Long before President Obama waded into the vociferous debate over the so-called Ground Zero mosque, a group of conservative writers and bloggers critical of Islam had seized on the issue and helped transform it into a national political spectacle.
While some have dismissed them as bigoted attention-seekers, their attacks on the proposed Islamic center in lower Manhattan have gained currency in recent weeks among some Republican leaders. And their influence appears to be growing.
Did you catch that? Some people — don’t know who, but they sound disreputable — think that the people who write about the Park 51 Islamic Community Center being some kind of wellspring for birthing American-born terror babies are nuts. But not the Washington Post! The Post takes those bigots seriously, because they’re influential.
Sigh. There’s more:
They are organizing a Sept. 11 rally against the proposed Islamic center in lower Manhattan that will feature former U.S. House Speaker Newt Gingrich. They advise the FBI and other government security agencies on the threats posed by Islamic radicalism, headline “tea party” events and attract millions of readers concerned or curious about Islam to Web sites with names such as Jihad Watch, Creeping Sharia and Stop Islamization of America.

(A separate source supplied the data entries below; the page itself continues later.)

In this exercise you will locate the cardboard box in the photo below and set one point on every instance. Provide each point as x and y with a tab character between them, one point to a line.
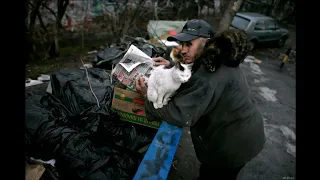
130	106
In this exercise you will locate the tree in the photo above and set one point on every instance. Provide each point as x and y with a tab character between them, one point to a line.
229	13
52	37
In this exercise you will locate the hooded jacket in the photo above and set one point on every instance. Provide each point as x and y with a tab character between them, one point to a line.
226	127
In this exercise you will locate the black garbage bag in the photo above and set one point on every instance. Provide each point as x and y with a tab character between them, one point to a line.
86	137
110	56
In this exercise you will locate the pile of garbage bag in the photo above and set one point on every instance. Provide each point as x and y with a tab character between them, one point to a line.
71	120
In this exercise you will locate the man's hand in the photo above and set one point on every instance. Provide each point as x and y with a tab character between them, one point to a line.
160	61
141	86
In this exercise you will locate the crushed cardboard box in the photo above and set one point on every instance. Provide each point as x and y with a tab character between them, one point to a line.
34	171
130	106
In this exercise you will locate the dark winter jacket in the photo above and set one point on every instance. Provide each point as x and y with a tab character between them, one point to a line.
226	127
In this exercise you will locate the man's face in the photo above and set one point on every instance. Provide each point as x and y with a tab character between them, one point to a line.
191	50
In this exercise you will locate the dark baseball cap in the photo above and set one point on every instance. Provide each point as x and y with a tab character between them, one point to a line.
193	29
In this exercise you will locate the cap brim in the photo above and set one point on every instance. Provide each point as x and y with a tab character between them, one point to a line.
182	37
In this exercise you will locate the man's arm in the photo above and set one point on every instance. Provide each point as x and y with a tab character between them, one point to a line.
186	107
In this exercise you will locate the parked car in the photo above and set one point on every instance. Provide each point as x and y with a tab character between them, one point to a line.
260	28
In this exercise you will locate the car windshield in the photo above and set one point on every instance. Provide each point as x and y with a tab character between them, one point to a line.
240	22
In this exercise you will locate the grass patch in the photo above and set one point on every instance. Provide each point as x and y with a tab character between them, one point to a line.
69	59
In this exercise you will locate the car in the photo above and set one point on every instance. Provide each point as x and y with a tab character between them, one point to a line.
260	28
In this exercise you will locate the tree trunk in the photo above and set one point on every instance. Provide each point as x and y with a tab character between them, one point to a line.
233	8
62	7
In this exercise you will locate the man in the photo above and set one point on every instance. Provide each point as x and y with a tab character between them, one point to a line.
226	128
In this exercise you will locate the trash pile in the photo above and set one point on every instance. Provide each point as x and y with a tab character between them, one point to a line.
69	120
86	138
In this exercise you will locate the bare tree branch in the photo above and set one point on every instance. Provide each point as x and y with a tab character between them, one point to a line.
49	9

“People on the Hill, their staff read these sites, they show their bosses. . . . They push these subjects into the spotlight, often at a time when major media isn’t doing that,” said Cliff May, a columnist and former spokesman for the Republican National Committee who runs a think tank focused on religious extremism and religious freedom.
So, they “advise” the FBI. Doesn’t that sound official? Strange how JihadWatch isn’t listed as an active partner on any of the FBI sites. I’m sure that the reporter, Ms. Boorstein, just failed to mention her source on that one, too. Surely it was someone at the FBI, not just an eager conservative who lists “advises FBI” on his resume because, once upon a time, someone at the field office picked up when he placed his eighteenth “THERE ARE MUSLIMS OUT THERE OMG!” call of the day.

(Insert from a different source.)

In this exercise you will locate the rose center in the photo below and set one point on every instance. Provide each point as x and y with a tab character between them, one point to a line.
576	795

But hey, don’t worry. This piece has all kinds of serious reporting going on. Boorstein took the time to talk to a real expert in the field, Daniel Pipes, about Robert Spencer, who runs Jihad Watch:
Jihad Watch is widely read in many quarters in Washington, particularly among conservatives.
Daniel Pipes, perhaps the most prominent U.S. scholar on radical Islam, said he considers Spencer a “serious scholar.”

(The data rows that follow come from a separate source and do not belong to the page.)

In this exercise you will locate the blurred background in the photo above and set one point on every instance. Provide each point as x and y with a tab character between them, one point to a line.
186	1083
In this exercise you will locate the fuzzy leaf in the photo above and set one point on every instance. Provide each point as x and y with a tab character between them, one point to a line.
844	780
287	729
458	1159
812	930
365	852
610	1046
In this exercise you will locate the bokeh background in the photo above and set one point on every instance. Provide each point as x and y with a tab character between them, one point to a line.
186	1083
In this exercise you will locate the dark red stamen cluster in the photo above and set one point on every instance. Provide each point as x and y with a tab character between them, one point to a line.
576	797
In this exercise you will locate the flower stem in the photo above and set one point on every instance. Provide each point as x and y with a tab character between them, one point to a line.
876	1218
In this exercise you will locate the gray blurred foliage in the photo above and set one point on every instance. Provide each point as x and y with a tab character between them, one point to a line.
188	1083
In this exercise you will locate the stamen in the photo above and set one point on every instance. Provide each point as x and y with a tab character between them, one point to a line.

“I learn from him,” said Pipes, director of the Middle East Forum, a conservative think tank, who writes a biweekly column for the National Review.
Hey, wait, is that the Daniel Pipes whose appointment to the U.S. Institute of Peace the Washington Post editorial board once called “a cruel joke” that should be “rescinded”? Oh, yep, it is. And Michelle Boorstein knows it: She even blogged about how Pipes is “certainly considered hostile to Islam by many Muslim-Americans and Arab-Americans” today, in a separate piece at the Washington Post. Of course, if I were just reading the front-page news, I’d never know that Pipes is raising money for the defense of a Dutch politician “who has advocated banning Muslim immigration to his country and the Quran,” or that Pipes sees “an attempt to impose Islamic law, sharia, in the West” as a major threat.
This whole piece is a disappointing, troubling mess. I’m willing to grant the premise that attention on some conservative blogs may have gotten the ball rolling on the Cordoba House initiative, but what’s kept it going is the absolute unwillingness of mainstream media writers and television reporters to call this what it is: not some movement of thoughtful, scholarly people, but an explosion of bigotry.